Me voilà aujourd’hui « ancien Président de l’AFIS ». Je suis heureux que Michel Rouzé m’ait un peu désigné comme son successeur ; je l’ai ressenti comme un honneur, et j’espère que mon action ne l’a pas déçu. Il a vécu assez pour voir paraître plusieurs années de Science et pseudo-sciences, nouvelle formule, – et je crois qu’il en a été satisfait.

J’ai peu parlé de l’homme qu’était Michel.

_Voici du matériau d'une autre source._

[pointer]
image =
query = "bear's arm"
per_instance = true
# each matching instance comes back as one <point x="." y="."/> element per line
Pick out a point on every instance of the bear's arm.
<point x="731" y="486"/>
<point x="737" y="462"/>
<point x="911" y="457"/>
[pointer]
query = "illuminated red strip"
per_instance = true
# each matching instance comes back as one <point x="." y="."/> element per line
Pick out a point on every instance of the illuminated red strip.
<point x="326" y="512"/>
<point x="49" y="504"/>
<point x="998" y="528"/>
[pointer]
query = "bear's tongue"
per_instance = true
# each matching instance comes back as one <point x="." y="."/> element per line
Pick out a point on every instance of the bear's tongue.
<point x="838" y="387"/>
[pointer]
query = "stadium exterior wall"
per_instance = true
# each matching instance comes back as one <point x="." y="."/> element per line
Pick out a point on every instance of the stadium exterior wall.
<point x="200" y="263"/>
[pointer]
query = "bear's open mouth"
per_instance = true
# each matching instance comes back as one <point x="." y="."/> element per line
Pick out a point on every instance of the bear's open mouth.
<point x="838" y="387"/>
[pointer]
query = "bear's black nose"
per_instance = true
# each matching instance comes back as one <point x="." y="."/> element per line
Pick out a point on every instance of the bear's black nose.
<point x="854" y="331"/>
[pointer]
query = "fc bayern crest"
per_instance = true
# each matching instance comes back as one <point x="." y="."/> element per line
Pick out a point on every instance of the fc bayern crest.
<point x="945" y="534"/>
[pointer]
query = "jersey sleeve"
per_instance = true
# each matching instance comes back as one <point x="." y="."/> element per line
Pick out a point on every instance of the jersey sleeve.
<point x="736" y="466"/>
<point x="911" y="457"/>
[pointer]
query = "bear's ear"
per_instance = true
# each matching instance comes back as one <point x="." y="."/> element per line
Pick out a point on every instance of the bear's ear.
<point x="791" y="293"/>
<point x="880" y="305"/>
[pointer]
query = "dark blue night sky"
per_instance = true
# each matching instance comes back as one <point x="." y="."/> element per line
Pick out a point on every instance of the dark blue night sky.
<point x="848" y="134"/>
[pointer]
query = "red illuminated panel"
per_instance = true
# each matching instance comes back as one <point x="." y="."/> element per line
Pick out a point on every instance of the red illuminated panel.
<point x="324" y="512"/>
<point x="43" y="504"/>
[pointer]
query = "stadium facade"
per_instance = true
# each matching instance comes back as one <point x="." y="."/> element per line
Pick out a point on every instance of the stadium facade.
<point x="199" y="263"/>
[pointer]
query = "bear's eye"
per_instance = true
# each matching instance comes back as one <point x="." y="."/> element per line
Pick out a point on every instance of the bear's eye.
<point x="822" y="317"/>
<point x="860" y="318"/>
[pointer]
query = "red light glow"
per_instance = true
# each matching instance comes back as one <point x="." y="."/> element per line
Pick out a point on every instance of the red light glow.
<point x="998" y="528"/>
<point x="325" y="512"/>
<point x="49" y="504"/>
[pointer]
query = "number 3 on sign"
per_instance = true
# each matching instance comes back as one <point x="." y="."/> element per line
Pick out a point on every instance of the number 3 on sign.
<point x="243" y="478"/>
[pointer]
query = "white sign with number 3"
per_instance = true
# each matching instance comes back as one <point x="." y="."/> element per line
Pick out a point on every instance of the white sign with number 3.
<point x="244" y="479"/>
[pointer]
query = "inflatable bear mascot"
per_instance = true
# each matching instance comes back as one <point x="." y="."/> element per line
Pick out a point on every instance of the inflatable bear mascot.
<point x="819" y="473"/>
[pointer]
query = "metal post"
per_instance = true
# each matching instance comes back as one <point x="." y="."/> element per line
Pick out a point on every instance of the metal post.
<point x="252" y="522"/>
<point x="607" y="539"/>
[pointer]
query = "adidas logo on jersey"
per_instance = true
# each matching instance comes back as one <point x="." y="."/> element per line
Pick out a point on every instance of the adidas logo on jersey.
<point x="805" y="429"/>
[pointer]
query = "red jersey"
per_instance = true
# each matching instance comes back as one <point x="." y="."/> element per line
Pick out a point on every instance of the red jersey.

Ferme dans ses convictions, souvent incisif dans l’expression de ses critiques, travailleur infatigable, il restait un inaltérable optimiste, souriant, ouvert aux idées des autres, comme une sorte de jeune grand-père à mes yeux d’alors... Nous lui devons beaucoup, et sa mémoire restera pour nous tous, ceux de l’AFIS, très présente, – sa mémoire, celle d’un humaniste, humain, tutélaire et bienveillant.

Michel Rouzé (1910-2004) : Biographie illustrée - Autres témoignages Yves Galifret, Philippe Cousin, Albert Jacquard

1 Diagrammes est la revue qu’a dirigée Michel Rouzé de 1957 à 1966. Quand Diagrammes a cessé de paraître, il a créé en 1968 Science et pseudo sciences afin de garder le lien avec ses lecteurs.

2 Alfred Kastler, né en Alsace en 1902, fut Prix Nobel de physique en 1966, et décéda en 1984.

3 Démonstration fut faite, étayée par un protocole sans faille, et en collaboration avec Gauquelin, que la planète Mars n’avait pas d’influence sur les sportifs. Pour en savoir plus, lire : Claude Benski, Dominique Caudron, Yves Galifret, Jean-Paul Krivine, Jean- Claude Pecker, Michel Rouzé et Evry Schatzman, The Mars Effect, Prometheus Books, 1996. Ce livre est disponible au siège de l’Union rationaliste.

4 Committee for the Scientific Investigation of Claims of Paranormal.